Strengths of the current study include a large sample size in a military population with timely data. The current study is the first to document the prevalence of new and emerging TNCPs in the US military. However, our study is limited by our sample being Airmen and may not be representative of other service branches. While the Air Force is the second largest service branch (behind the Army), future studies should extend assessments to the Army, Navy, and Marines. In addition, we relied on self-reports of tobacco and nicotine status. While there is evidence that self-reported substance use data is quite reliable for up to 5 years in retrospective assessments,39 other, less subjective methods of assessments may be useful to confirm results.
Another limitation to the current study is the differences in sample sizes of the recruitment classes. Sample sizes in Q6 and Q7 were lower than earlier reported quarters. Originally, we approached all Airmen to participate in our study. However, we slowed our recruitment in order to meet and not exceed our target sample size goal for the study within the proposed timeline. Despite that, samples in these two quarters are still large enough to estimate the overall prevalence for TNCPs with a sampling precision of at least ±5%. However, it is possible that our study is no longer representative of all Airmen entering the US Air Force during this time period. Additionally, Airmen with missing TNCP data and thus excluded from analyses were more likely to be of Hispanic descent. As a result, our findings could be over or underreporting the magnitude of TNCP use among minority Airmen in the Air Force. Estimates in Table 1 associated with non-Hispanic Asian Americans should be interpreted with caution due to the small cell. Finally, this is a cross sectional survey and future studies should document the changes in TNCP usage (and correlates of changes in TNCP use) over time, thereby documenting further the direct effect of the military environment on subsequent initiation of TNCP use.
In the current study we found high prevalence estimates of TNCP use across cohorts of Air Force Atrainees.
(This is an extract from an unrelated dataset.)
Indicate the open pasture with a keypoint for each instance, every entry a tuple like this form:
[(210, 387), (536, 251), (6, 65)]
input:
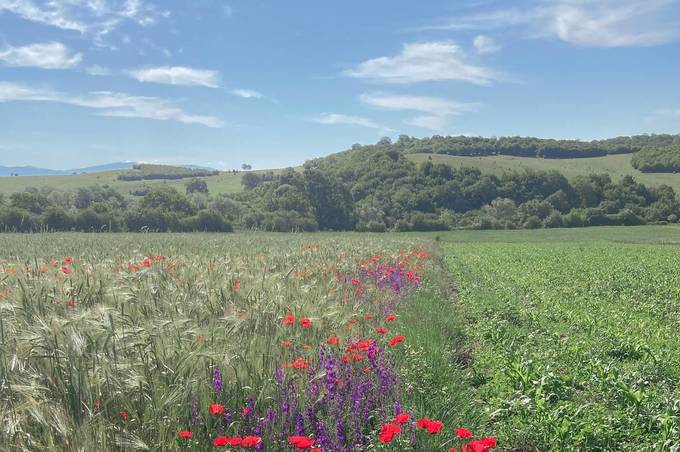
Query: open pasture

In particular, high estimates of future intentions to use and low harm perception for emerging products such as hookah suggest that intervention efforts should be directed at multiple forms of TNCP use to address this important public health issue for this at risk population.
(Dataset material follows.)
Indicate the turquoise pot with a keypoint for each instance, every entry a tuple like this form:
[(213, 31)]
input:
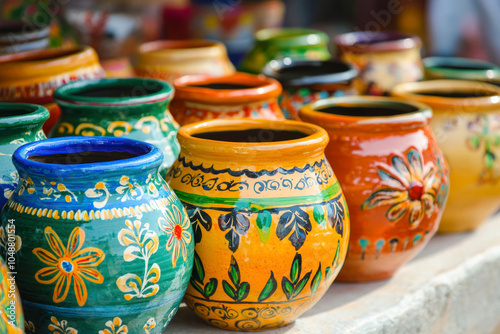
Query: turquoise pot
[(19, 124), (105, 243)]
This work was supported by two grants from the National Institute of Drug Abuse (R01 DA036510, R01 DA036510-S1 to RCK). This study is a collaborative endeavor between the United States Air Force and the University of Tennessee Health Science Center via a Cooperative Research and Development Agreement (CRADA # 11-118-WHMC-CRADA01).
JOE is the only author with conflicts of interest to report. JOE reports grants from JHP Pharmaceuticals, Orexigen, and Pfizer outside the submitted work.
The authors gratefully acknowledge the support of Second Air Force, the leadership branch for training in the United States Air Force. The opinions expressed on this document are solely those of the authors and do not represent an endorsement by or the views of the United States Air Force, the Department of Defense, or the United States Government.